Part ii: \(\quad d \underline{l}=d y \hat{y} \quad x=1, z=0\) \[ \begin{aligned} \int_{\text {path ii }} 2 y z \hat{y} \cdot d y \hat{y} & =\int_{0}^{1} 2 y z d y \\ & =0 \end{aligned} \] \[ \begin{aligned} & \text { Part iii: } d \underline{l}=d z \hat{z} \quad x=1, \quad y=1 \\ & \int_{\text {path } i i i} y^{2} \hat{z} \cdot d z \hat{z}=\int_{0}^{1} y^{2} d z=\int_{0}^{1} d z \\ & \text { Total path }=\int_{p} \underline{v} \cdot d \underline{l}=4 / 3 \end{aligned} \] b) Path \((0,0,0) \rightarrow(0,0,1) \rightarrow(0,1,1) \rightarrow(1,1,1)\) \[ \begin{aligned} & \text { Path i } y=0, x=0 \quad d \underline{\ell}=d z \hat{z} \\ & \int_{\text {Path }} y^{2} \hat{z} \cdot d z \hat{z}=\int_{0}^{1} 0 d z=0 \end{aligned} \] path_ii \(z=1, x=0 \quad d \underline{\ell}=d y \hat{y}\) \[ \begin{aligned} \int_{\text {path ii }} 2 y z \hat{y} \cdot d y \hat{y}=\int_{0}^{1} 2 y d y & =\left.y^{2}\right|_{0} ^{1} \\ & =1 \end{aligned} \]

Path iii: \(z=1, y=1 \quad d l=d x \hat{x}\) \[ \begin{aligned} \int_{\text {path iii }} x^{2} \hat{x} \cdot d x \hat{x}=\int_{0}^{1} x^{2} d x & =\left.\frac{x^{3}}{3}\right|_{0} ^{1} \\ & =\frac{1}{3} \end{aligned} \] \[ \text { Total path }=\int_{p} \underline{v} \cdot d \underline{l}=4 / 3 \text {. } \]

\[ \begin{aligned} & x=y=z \quad, \quad d x=d y=d z \\ &\int_{p} \underline{v} \cdot d \underline{\ell} \\ & =\int\left(x^{2} \hat{x}+2 y z \hat{y}+y^{2} \hat{z}\right) \cdot(d x \hat{x}+d y \hat{y}+d z \hat{z}) \\ & =\int x^{2} d x+2 y z d y+y^{2} d z \end{aligned} \] now write all in terms of one variable. \[ \begin{aligned} & =\int x^{2} d x+2 x^{2} d x+x^{2} d x \\ & =\int_{0}^{1} 4 x^{2} d x \\ & =\left.\frac{4}{3} x^{3}\right|_{0} ^{1}=\frac{4}{3} \end{aligned} \]
\(\oint v \cdot d l=4 / 3-4 / 3=0\).

Question

Calculate the volume integral of the function \(T = z^2\) over the tetrahedron with corners at \((0,0,0), (1, 0, 0), (0,1,0), (0,0,1)\).

Answer

\[ \begin{aligned} \int_{V} T d \tau= & \int_{V} z^{2} d x d y d z \\ & =\iiint z^{2} d x d y d z \end{aligned} \]

If we integrate \(x\) first minimum is 0 max is at surface which is defined by \(x+y+z=1\).
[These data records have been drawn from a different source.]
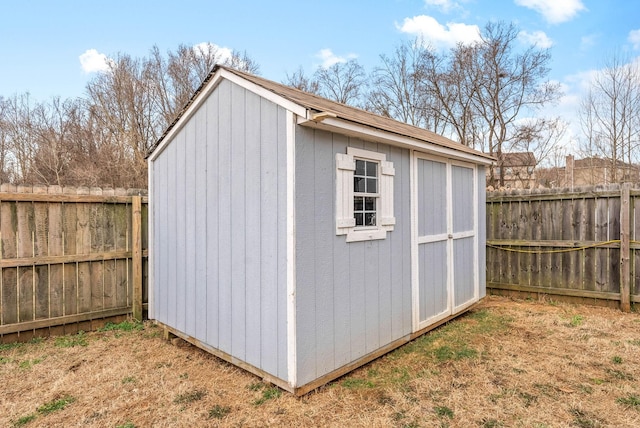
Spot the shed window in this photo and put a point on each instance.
(364, 195)
(365, 190)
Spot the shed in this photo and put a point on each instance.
(300, 238)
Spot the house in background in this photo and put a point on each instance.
(299, 238)
(518, 168)
(589, 171)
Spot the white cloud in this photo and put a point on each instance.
(437, 34)
(92, 61)
(537, 38)
(554, 11)
(329, 59)
(634, 38)
(588, 41)
(444, 5)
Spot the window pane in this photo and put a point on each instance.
(372, 185)
(358, 204)
(370, 204)
(370, 219)
(371, 169)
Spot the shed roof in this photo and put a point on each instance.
(311, 102)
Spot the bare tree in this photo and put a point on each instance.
(509, 85)
(5, 154)
(300, 81)
(541, 136)
(398, 87)
(453, 80)
(610, 116)
(342, 82)
(18, 133)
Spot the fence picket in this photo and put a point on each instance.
(65, 258)
(564, 221)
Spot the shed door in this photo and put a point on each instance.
(445, 274)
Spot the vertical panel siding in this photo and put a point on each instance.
(351, 298)
(482, 230)
(220, 216)
(463, 275)
(432, 277)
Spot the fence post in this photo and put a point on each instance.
(625, 257)
(136, 254)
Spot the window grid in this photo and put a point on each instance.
(365, 189)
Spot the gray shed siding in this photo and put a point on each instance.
(482, 230)
(351, 298)
(219, 207)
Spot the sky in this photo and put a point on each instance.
(54, 47)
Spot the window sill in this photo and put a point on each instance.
(358, 235)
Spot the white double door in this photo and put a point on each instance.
(444, 254)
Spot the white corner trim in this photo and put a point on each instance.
(376, 135)
(366, 154)
(292, 362)
(151, 258)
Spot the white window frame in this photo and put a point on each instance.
(345, 219)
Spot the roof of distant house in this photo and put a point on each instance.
(518, 159)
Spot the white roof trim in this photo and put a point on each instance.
(211, 85)
(386, 137)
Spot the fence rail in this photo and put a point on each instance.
(579, 244)
(69, 257)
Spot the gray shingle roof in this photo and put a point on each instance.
(342, 111)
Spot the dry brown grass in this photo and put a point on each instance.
(507, 363)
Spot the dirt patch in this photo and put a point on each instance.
(507, 363)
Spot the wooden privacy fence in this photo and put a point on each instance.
(70, 256)
(578, 244)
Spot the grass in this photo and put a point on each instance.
(505, 363)
(576, 320)
(443, 412)
(268, 392)
(219, 412)
(55, 405)
(631, 401)
(27, 364)
(70, 341)
(127, 325)
(190, 396)
(24, 420)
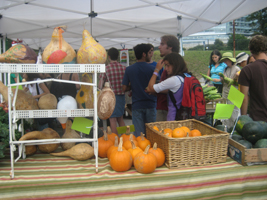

Thus, \(x=1-y-z\). Once \(x\) has been integrated \(y\) also has minimum of \(O\) and now max at line \(y+z=1\). Finally we have just \(z\) to consider which runs from 0 to 1 . \[ \begin{aligned} & \int_{0}^{1} \int_{0}^{1-z} \int_{0}^{1-z-y} z^{2} d x d y d z \\ & \left.\int_{0}^{1} \int_{0}^{1-z} z^{2} x\right|_{x=0} ^{x=1-z-y} d y d z \\ = & \int_{0}^{1} z^{2} \int_{0}^{1-z} 1-z-y d y d z \\ = & \left.\int_{0}^{1} z^{2}\left(y-z y-\frac{y^{2}}{2}\right)\right|_{0} ^{y=1-z} d z \\ = & \int_{0}^{1} z^{2}\left(1-z-z(1-z)-\frac{1}{2}(1-z)^{2}\right) d z \end{aligned} \] \[ \begin{aligned} & =\int_{0}^{1} z^{2}\left(1-z-2+z^{2}-\frac{1}{2}\left(1-2 z+z^{2}\right)\right) d z \\ & =\int_{0}^{1} z^{2}\left(1-2 z+z^{2}-\frac{1}{2}+z-\frac{z^{2}}{2}\right) d z \\ & =\int_{0}^{1} z^{2}\left(\frac{1}{2}-z+\frac{z^{2}}{2}\right) d z \\ & =\int_{0}^{1} \frac{z^{2}}{2}-z^{3}+\frac{z^{4}}{2} d z \\ & =\frac{z^{3}}{6}-\frac{z^{4}}{4}+\left.\frac{z^{5}}{10}\right|_{0} ^{1} \\ & =\frac{1}{6}-\frac{1}{4}+\frac{1}{10}=\frac{1}{60} \end{aligned} \]

15.2 Week 3

Question

Check the fundamental theorem of gradients with the scalar function \(T = x^2 +4xy +2yz^3\). Assume point a is at the origin and point \(b = (1, 1, 1)\). Check the theorem for three paths:

\((0,0,0) \rightarrow (1, 0, 0) \rightarrow (1, 1, 0) \rightarrow (1,1,1)\)
\((0,0,0) \rightarrow (0, 0, 1) \rightarrow (0, 1, 1) \rightarrow (1,1,1)\)
the parabolic path \(z=x^2\) and \(y=x\)

Answer

Part a) Path i) \((0,0,0) \rightarrow(1,0,0) \rightarrow(1,1,0) \rightarrow(1,1,1)\) \[ \begin{aligned} d \underline{l} & =d x \hat{x} \quad y=0, z=0 \\ \int_{\text {path i }} \nabla{T} \cdot d \underline{l} & =\int_{0}^{1} 2 x d x=\left.x^{2}\right|_{0} ^{1}=1 \end{aligned} \] \[ \begin{aligned} & \text { Path ii) } d\underline{l}=d y \hat{y} \quad x=1, z=0 \\ & \int_{\text {path } i i} \nabla T \cdot d \underline{l}=\int_{0}^{1} 4 d y=\left.4 y\right|_{0} ^{1}=4 . \end{aligned} \]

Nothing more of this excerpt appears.